L’impianto è stato eseguito dall’equipe di Filippo Crea, direttore del Dipartimento di scienze cardiovascolari e toraciche del Policlinico Gemelli, all’interno della sperimentazione clinica internazionale ‘Vectorious’. La procedura prevede un intervento mininvasivo della durata di neanche un’ora, mentre il posizionamento del sensore avviene in soli 6 minuti. Il paziente, si legge in una nota, è stato dimesso il giorno successivo.

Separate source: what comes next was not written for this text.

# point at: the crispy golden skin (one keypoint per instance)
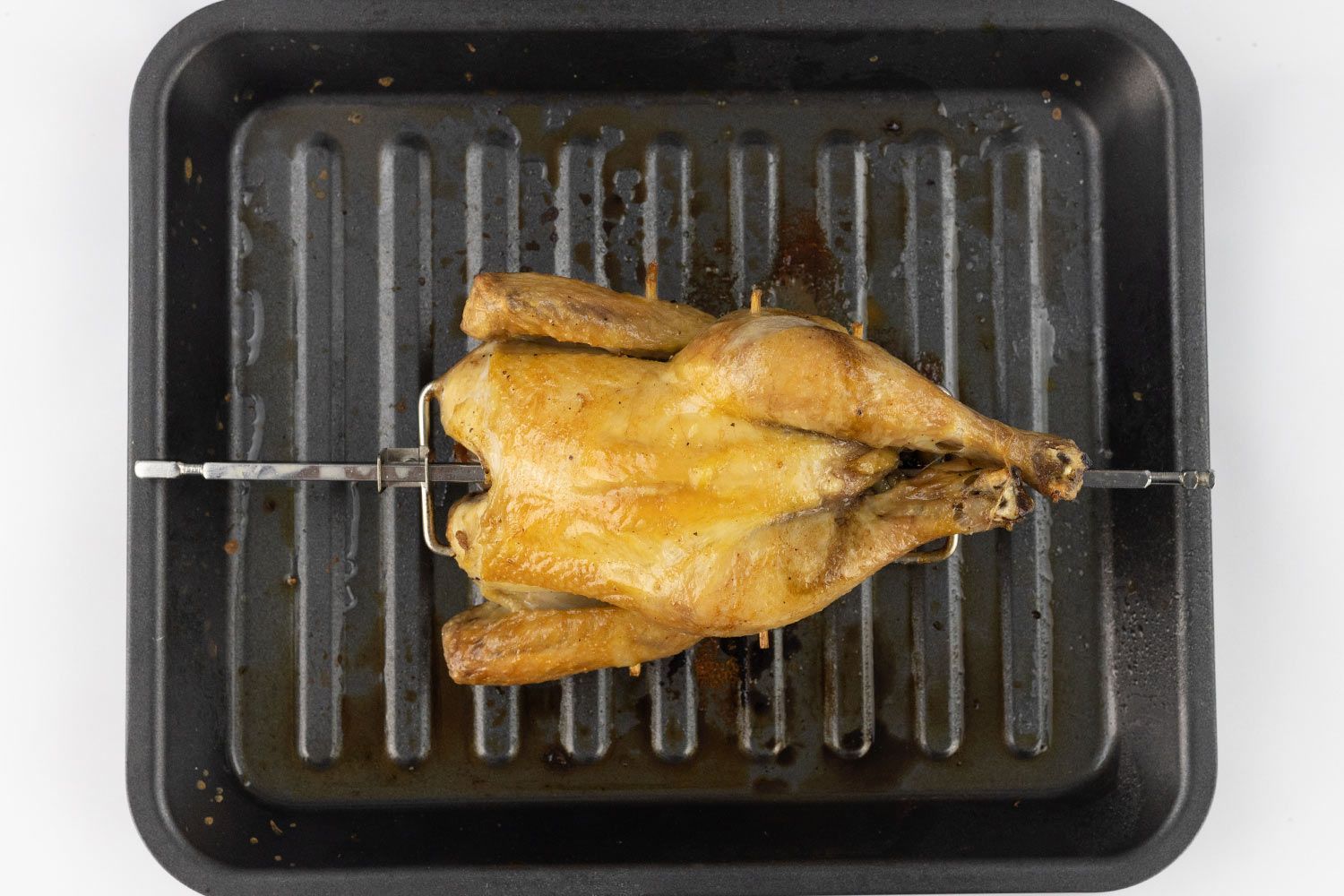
(737, 487)
(569, 311)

Il microchip viene inserito nel cuore (precisamente nel setto interatriale) attraverso una vena e fornisce in modo totalmente wireless informazioni sull’attività cardiaca del paziente altrimenti inaccessibili in altro modo. Inoltre il microchip è dotato di una batteria, ricaricabile sempre in modalità wireless attraverso una fascia indossabile dal paziente. Attraverso questa fascia il paziente può inviare i dati registrati dal microcomputer direttamente all’ospedale, dove i tracciati saranno analizzati dai cardiologi.

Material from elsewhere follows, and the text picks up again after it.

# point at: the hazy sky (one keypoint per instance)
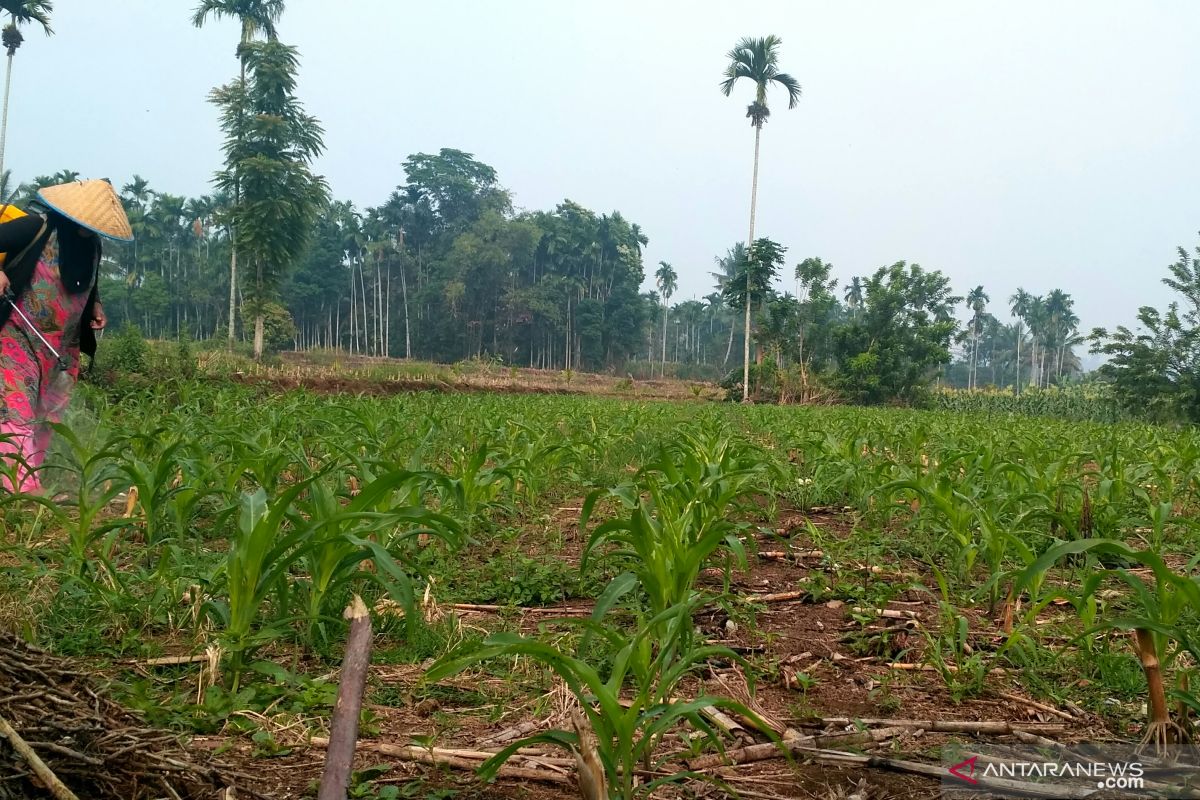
(1012, 144)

Al momento i paesi che partecipano alla fase di sperimentazione (che darà i primi risultati nel giro di due anni) sono la Germania e l’Italia, seguiranno l’Inghilterra e Israele. Il paziente di Roma è il secondo nel nostro Paese, dopo l’mpianto eseguito a Firenze da Carlo Di Mario dell’Università di Firenze. “Se il trial darà risultati positivi, si tratta – spiega Crea – di un potenziale balzo in avanti nella telemedicina e nella medicina personalizzata”.

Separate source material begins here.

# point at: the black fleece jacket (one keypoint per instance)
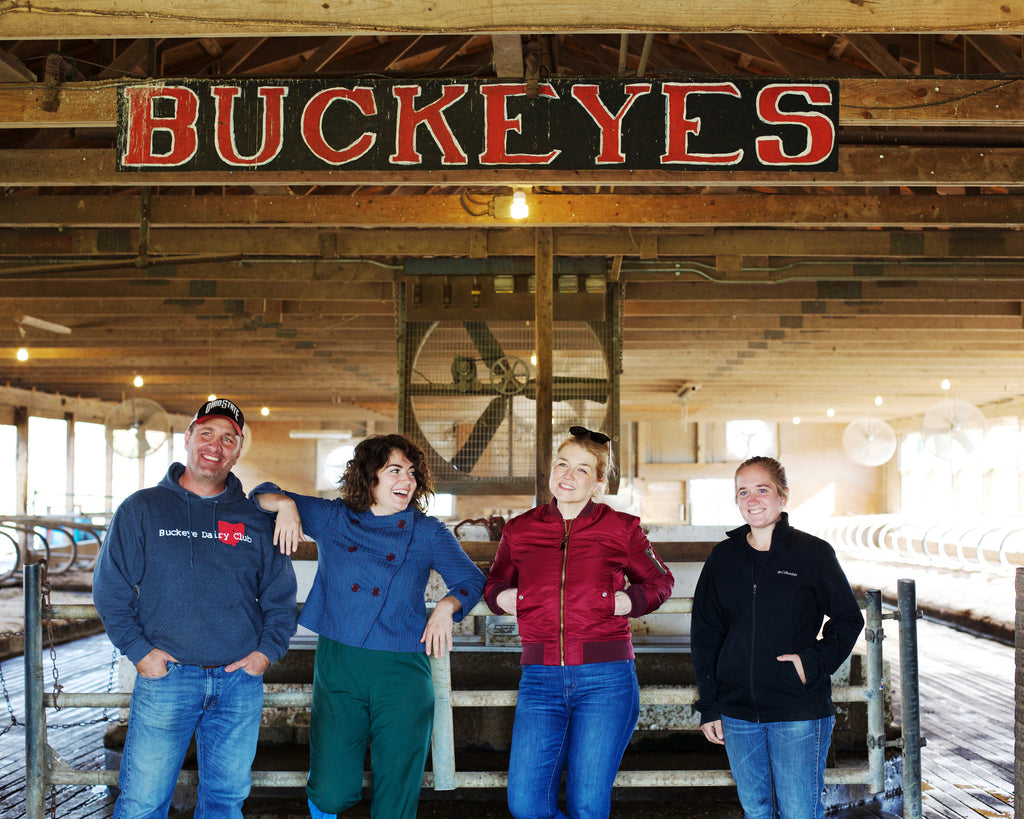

Si stima che dopo i 65 anni una persona su 10 abbia una qualche forma di scompenso cardiaco. Attualmente chi ne soffre viene monitorato con visite periodiche, ma può accadere tra un controllo e l’altro che l’attività cardiaca si alteri improvvisamente portando al ricovero del paziente. L’impianto del microchip permette un monitoraggio h24 dell’attività cardiaca. I cardiologi che esaminano i dati inviati dal paziente, possono modificare le sue terapie al bisogno e in tempo reale.
Il microcomputer wireless per il monitoraggio cardiaco “apre una nuova finestra di opportunità nella gestione dei pazienti scompensati; dovremo ovviamente prima dimostrarne l’efficacia e la sicurezza a lungo termine”, conclude Crea.